0

When reading in data to a string, is it better to use as many realloc's as necessary to get the correct amount of memory, or is it better to use less realloc's but potentially end up with unused memory?

For instance, is this better:

char c;
int count = 1;
char* s = malloc(sizeof(char));
while((c = fgetc(file)) != EOF) {
    char* snew = (char *)realloc(s, count*sizeof(char));
    if(!snew) {
        exit(1);
    }
    s = snew;
    s[count-1] = c;
    count++;
}

Or is this better:

char c;
int count = 0;
int size = 1;
char* s = malloc(sizeof(char));
while((c = fgetc(file)) != EOF) {
    s[count] = c;
    count++;
    if(count >= size) {
        size*=2;
        char* snew = (char *)realloc(s, size*sizeof(char));
        if(!snew) {
            exit(1);
        }
        s = snew;
    }
}
NathanOliver
  • 171,901
  • 28
  • 288
  • 402
aabceh
  • 95
  • 7
  • 3
    Is this really a c++ question? If so, then it would be best (in general) to let std::string to handle the memory allocation for you. – Ben Jones Jul 10 '18 at 16:53
  • It depends. For your use-case, try both and meassure (and try many times to get an average, and with optimized code). – Some programmer dude Jul 10 '18 at 16:54
  • 2
    there's always trade-offs,, what's more important/constrained? Speed or memory? – yano Jul 10 '18 at 16:54
  • 2
    On another note, don't forget that [`fgetc`](http://en.cppreference.com/w/c/io/fgetc) returns an *`int`*. That's actually important for the comparison to `EOF`. – Some programmer dude Jul 10 '18 at 16:54
  • Just map the file into memory. – Maxim Egorushkin Jul 10 '18 at 16:58
  • sizeof(char) is guaranteed to be one, Just use 1 instead of `sizeof(char)`, and `count` instead of `count * sizeof(char)`. Better yet, use `char* s = malloc(sizeof(*s));` and `char* snew = realloc(s, size*sizeof(*snew));` That type of construct saves lots of headaches if you ever decide to change the type of s to something else. – FredK Jul 10 '18 at 20:48

2 Answers2

4

Memory is abundant these days, so having an exact amount of memory isn't quite as important as minimizing your run time.

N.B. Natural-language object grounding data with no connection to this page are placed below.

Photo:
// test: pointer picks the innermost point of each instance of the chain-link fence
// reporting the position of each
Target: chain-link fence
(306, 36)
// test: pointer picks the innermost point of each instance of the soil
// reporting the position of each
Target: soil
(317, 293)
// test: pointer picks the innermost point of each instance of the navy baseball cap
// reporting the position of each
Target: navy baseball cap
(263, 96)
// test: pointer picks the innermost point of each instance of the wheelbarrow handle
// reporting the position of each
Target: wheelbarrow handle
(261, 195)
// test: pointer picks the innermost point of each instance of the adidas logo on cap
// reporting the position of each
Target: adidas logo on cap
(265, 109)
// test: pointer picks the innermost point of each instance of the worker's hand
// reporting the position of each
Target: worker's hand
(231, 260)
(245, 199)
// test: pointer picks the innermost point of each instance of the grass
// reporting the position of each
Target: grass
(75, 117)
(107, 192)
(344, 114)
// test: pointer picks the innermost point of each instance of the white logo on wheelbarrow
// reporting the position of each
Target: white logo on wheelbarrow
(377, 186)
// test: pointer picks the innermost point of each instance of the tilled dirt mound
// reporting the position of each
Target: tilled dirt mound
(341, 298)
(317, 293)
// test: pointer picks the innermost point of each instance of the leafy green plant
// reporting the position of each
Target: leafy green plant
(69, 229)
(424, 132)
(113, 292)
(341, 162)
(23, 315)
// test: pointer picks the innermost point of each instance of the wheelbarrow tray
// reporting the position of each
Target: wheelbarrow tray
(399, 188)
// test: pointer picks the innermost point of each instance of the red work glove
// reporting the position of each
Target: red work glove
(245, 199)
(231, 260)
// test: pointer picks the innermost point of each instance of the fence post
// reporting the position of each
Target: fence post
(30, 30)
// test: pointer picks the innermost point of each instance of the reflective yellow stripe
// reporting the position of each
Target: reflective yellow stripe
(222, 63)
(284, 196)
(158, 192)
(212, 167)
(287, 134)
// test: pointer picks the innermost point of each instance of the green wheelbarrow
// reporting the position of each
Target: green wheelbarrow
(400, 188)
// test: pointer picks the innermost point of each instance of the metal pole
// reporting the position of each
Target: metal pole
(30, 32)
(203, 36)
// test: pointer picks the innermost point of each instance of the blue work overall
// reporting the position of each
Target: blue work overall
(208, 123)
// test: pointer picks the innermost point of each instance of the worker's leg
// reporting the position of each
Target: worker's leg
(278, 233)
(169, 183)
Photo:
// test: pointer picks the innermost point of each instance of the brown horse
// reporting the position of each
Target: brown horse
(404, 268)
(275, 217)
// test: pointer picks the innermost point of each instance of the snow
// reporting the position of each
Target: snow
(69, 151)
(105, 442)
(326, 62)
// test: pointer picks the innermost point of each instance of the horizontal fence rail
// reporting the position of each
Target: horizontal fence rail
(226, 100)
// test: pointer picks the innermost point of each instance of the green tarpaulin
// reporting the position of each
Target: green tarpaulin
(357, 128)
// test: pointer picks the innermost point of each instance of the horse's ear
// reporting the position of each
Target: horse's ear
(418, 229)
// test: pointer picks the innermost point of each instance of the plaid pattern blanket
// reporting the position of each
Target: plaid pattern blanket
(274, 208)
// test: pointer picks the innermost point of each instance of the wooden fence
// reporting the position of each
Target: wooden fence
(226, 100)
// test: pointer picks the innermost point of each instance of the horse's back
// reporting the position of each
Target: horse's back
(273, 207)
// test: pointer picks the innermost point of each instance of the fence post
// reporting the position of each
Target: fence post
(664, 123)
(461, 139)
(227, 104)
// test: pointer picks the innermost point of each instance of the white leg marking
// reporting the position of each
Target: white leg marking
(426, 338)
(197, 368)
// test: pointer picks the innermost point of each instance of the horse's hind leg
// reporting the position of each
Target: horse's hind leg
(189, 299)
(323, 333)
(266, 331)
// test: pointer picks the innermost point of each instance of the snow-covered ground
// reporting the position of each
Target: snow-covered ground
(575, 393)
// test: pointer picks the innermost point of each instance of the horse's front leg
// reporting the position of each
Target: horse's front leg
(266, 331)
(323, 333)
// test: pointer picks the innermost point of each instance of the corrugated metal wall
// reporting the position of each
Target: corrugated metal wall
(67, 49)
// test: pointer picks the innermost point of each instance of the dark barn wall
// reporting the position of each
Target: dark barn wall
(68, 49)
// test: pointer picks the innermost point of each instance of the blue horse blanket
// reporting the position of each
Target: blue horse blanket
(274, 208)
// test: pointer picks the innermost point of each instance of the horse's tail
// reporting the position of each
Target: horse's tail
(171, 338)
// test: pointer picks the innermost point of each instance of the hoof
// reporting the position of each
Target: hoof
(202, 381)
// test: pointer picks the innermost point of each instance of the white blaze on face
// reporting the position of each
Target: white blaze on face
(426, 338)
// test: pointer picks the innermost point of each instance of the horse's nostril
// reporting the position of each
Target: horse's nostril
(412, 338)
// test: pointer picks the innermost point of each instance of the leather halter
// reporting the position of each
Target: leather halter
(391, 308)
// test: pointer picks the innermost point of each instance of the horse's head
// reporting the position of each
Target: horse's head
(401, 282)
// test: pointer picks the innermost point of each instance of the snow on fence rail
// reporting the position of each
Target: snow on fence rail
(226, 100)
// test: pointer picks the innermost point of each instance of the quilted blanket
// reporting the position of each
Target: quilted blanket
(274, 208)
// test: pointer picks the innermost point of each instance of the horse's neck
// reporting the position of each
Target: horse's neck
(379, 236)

The second scheme, where you double the allocated memory anytime you need more, is generally considered the better option.

dbush
  • 205,898
  • 23
  • 218
  • 273
2

The latter is absolutely better if you've got unconstrained line length, because the time spent building a string of length n will be O(n) whereas the former is O(n²) due to unnecessary copying. If you want to decrease overallocation, you can make a trade off for a higher constant factor - for example, by always increasing the buffer by say 20 % and 1 character.


P.S. fgetc returns an int - otherwise no amount of memory will be enough on a platform where char is unsigned...